Consortium: 25Gbps Ethernet Plugfest a Success
The 25G and 50G Ethernet plugfests recently held at the University of New Hampshire InterOperability Laboratory demonstrated a high degree of multivendor interoperability and specification conformance. That’s the word from the 25 Gigabit Ethernet Consortium, which developed those specs based on the 25Gbps SERDES technology.
Sixteen companies attended the event and participated in various test scenarios. That included interoperability related to adapters, interconnects, switches, and test and measurement devices. They proved advanced infrastructure connectivity. They demonstrated plug-and-play multivendor compatibility. There was some successful auto-negotiation. And there was some support for forward and backward compatibility.
“This is an encouraging sign as testing ensures vendors’ conformance to a single standard and the success at the plugfest demonstrates its maturity,” said Seamus Crehan, president of Crehan Research. “Ultimately this helps drive advanced network performance, enables the development of new innovation, and benefits consumers and the industry as a whole.”
Consortium members include Arista Networks, Broadcom Corp., Google, Mellanox Technologies Inc., and Microsoft Corp.
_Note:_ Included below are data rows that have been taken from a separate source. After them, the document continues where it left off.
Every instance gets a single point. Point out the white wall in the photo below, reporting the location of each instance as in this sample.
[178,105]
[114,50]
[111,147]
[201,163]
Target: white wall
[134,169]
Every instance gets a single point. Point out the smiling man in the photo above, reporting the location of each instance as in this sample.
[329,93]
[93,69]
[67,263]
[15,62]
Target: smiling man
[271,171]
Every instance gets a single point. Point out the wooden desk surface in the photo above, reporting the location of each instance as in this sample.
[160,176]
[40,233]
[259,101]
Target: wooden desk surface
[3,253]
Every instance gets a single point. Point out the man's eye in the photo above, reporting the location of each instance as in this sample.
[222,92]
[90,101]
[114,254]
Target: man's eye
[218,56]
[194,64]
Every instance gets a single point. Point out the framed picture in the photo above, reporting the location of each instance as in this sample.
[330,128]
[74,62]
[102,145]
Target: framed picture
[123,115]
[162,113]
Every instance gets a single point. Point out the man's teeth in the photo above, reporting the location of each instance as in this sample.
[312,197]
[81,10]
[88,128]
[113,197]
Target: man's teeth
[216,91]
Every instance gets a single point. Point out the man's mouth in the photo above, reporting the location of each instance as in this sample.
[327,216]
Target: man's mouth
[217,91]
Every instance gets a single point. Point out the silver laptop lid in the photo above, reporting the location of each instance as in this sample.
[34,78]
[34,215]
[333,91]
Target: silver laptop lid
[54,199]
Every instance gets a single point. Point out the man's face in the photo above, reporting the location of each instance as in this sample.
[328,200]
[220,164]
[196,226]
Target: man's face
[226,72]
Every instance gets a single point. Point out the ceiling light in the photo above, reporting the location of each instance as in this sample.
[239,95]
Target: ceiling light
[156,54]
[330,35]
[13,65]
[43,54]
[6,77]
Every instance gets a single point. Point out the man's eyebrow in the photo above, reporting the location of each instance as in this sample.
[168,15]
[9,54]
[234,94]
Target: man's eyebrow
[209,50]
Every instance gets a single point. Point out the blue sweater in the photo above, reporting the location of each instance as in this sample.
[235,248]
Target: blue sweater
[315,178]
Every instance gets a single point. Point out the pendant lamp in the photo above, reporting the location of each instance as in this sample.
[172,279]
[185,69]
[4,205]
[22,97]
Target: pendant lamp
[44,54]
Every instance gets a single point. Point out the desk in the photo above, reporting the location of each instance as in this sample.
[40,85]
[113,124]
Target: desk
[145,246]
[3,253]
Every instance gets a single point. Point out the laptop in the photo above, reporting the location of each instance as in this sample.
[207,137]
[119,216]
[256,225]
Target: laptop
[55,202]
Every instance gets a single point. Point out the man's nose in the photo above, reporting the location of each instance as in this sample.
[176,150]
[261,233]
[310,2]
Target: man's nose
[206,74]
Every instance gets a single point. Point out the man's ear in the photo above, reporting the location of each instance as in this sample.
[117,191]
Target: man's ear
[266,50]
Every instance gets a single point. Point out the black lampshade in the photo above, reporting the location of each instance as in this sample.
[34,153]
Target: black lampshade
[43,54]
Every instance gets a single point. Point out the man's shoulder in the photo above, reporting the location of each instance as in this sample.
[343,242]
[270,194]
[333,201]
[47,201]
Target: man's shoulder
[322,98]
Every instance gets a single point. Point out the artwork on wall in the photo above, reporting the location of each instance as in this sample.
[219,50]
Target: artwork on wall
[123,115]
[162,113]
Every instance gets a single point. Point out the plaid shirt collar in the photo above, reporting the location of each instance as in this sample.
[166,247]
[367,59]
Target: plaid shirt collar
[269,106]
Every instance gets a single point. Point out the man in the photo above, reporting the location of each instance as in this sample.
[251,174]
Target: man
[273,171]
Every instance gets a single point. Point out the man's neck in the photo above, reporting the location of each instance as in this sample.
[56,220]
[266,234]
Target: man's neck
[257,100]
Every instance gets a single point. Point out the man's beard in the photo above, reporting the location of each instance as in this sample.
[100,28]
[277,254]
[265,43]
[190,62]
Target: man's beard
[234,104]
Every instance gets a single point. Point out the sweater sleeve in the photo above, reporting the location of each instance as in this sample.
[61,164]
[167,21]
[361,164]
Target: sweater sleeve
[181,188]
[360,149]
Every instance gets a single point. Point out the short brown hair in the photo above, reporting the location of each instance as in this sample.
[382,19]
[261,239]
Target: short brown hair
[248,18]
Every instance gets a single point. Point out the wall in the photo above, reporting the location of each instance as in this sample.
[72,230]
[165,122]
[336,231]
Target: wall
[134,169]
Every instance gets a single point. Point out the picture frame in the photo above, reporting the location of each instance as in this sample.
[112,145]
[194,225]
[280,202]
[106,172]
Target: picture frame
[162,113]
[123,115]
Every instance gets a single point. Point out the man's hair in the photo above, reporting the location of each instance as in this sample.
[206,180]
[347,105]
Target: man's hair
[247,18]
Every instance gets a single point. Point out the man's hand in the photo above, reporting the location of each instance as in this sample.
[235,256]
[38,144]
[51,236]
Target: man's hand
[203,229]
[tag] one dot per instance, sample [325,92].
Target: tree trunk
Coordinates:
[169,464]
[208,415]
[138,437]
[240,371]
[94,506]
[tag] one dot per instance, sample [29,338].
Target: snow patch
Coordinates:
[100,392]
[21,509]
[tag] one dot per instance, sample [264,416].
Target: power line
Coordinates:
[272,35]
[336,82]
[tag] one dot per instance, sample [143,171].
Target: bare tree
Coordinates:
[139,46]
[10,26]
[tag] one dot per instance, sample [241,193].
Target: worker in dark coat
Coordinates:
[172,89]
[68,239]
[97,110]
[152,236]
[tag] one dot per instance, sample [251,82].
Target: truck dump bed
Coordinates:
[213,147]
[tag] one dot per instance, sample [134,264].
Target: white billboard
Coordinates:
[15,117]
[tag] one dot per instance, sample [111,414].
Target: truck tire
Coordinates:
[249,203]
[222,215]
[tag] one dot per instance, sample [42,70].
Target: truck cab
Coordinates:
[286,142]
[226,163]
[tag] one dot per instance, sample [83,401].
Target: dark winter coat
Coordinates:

These companies came together to form the consortium to support an Ethernet specification that improves the performance cuts the interconnect costs per gigabit per second between the service network interface controller and top-of-rack switch. The specification calls for a single-lane 25 gigabit per second Ethernet and dual-lane gigabit per second Ethernet link protocol. That enables up to two and half times higher performance per physical lane or twinax copper wire between the rack endpoint and switch compared to today’s 10 and 40 gigabit per second Ethernet links. The spec is offered royalty free.
“The companies joining the 25 Gigabit Ethernet Consortium are taking a major step forward in increasing the performance of data center networks,” said Anshul Sadana, Senior Vice President, Customer Engineering, Arista Networks. “With ever-increasing server performance and with the uplinks from the leaf to the spine layer migrating to 100 Gbps in the near future, it makes sense to increase the access speed from 10 Gbps to 25 and 50 Gbps.”